In front of the main entrance of the mansion is the rusty gate of the Baron’s little garden, with a corroded family’s coat of arms hung at its apex. The Salleo’s crest consists of a lion raised upon his hind legs below a shining sun which the lion is saluting with his front paws. Below the feline’s hind paws there are three diagonal bars supporting its legs, a large letter ‘S’ interwoven between these lines. Peeking through the bars of the gate at the ruins of the garden in amongst the overgrown weeds and bushes there are the two tall palm trees and a stately secular pine who are the same height as the three storey palazzo, it is a poor realm for a royal beast to rule.
I wonder what the Salleo insignia has seen from his sentinel position on the palazzo. Fifty years ago he would have witness the movements of a busy town centre which has gradually closed down or moved away. These days the tarnished and weary lion of the forgotten garden is disturbed only by the occasional speedy motorino piloted by spiky haired teenagers who take a short cut through the side street.
The rusty Sphinx head door knocker on the large arched front door reflects a certain fascination for the exotic east. This is one of the details in the massive house which surprises and tells us something about the Baron’s personality. Pushing aside the Sphinx and stepping over the large first step through the door frame and into the foyer, I breathe in the musty air and squint my eyes to make the most of the dull light.
My vision takes a moment to adjust to the darkness before taking in a grand stair case crowned by an ornamental gateway. The ostentatious gate is embellished with intricate archways, accompanied by a rows of sculptured flowers in iron crowned by a series of deadly arrowheads like a sadomasochistic version of the iris flower design on antique Florentine florins.

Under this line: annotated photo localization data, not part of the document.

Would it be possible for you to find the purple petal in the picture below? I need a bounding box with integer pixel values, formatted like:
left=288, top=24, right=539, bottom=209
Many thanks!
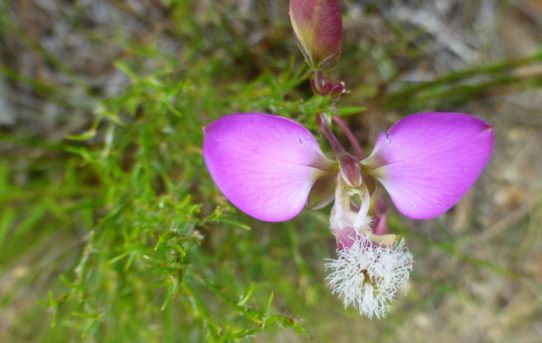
left=203, top=113, right=333, bottom=222
left=364, top=112, right=494, bottom=220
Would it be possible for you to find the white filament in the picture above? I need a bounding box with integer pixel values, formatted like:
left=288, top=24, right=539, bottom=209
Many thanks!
left=325, top=235, right=413, bottom=319
left=330, top=176, right=373, bottom=237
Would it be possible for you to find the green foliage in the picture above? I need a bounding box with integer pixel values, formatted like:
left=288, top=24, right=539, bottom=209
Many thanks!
left=0, top=15, right=344, bottom=340
left=46, top=60, right=327, bottom=342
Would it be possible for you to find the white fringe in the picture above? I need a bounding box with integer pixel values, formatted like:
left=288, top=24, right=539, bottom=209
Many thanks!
left=325, top=235, right=413, bottom=319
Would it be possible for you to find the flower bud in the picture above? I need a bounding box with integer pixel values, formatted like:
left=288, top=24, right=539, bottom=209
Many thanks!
left=339, top=153, right=362, bottom=188
left=289, top=0, right=343, bottom=70
left=310, top=71, right=333, bottom=96
left=329, top=80, right=346, bottom=101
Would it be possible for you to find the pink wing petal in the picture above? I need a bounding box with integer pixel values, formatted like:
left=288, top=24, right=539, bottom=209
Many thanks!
left=203, top=113, right=333, bottom=222
left=364, top=112, right=494, bottom=220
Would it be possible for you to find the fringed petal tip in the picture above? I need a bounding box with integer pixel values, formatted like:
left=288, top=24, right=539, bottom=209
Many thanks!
left=325, top=234, right=413, bottom=319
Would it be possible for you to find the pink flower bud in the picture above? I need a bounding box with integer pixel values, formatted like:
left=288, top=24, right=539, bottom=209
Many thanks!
left=338, top=153, right=362, bottom=188
left=289, top=0, right=343, bottom=69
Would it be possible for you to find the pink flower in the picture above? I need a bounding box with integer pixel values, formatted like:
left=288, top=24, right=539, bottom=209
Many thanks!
left=203, top=112, right=494, bottom=222
left=202, top=112, right=494, bottom=317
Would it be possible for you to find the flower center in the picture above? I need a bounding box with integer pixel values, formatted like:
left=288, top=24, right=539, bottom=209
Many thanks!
left=361, top=269, right=377, bottom=288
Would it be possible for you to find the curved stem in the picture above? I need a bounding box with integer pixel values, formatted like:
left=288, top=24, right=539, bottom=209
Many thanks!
left=332, top=115, right=365, bottom=160
left=318, top=113, right=345, bottom=155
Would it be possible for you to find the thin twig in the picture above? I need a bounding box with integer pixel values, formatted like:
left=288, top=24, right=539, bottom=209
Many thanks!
left=332, top=115, right=365, bottom=160
left=318, top=113, right=345, bottom=155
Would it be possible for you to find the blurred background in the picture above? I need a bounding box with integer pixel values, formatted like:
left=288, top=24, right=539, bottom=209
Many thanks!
left=1, top=0, right=541, bottom=342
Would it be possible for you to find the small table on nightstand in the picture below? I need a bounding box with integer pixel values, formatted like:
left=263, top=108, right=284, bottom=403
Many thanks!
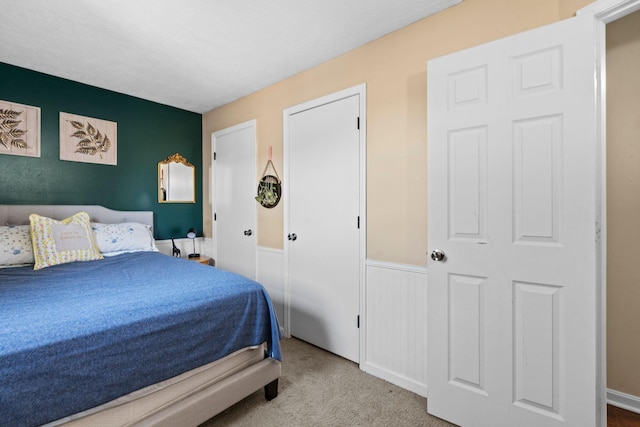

Turning back towards the main door a colossal urn is sitting in the corner of the foyer with its large mouth covered with a leather hide. The container has a stout build which extends out into a significant paunch its girth gathers itself into a flat base. This robust vase was used to store olive oil, a valuable harvest for the Baron. It reminds me of the Sicilian writer Luigi Pirandello’s story La Giara which described a storage jar as steadfast as this one, large enough to fit a full-grown man inside. The jar personified in the story was as real as any other of the characters. I’m glad to see the Baron’s rustic pitcher is still in one piece unlike Pirandello’s which didn’t survive.
Above the full-bodied jar there is a window which cuts through the thick front wall. The opening is carved out obliquely creating a funnel like shape extending towards the inside foyer creating impressive depth and focusing the limited light. From the outside it appears to be a simple round window with an ornamental star designed iron grate. Inside it creates a flood of sunlight which funnels into the foyer like a natural spotlight no matter what time of day.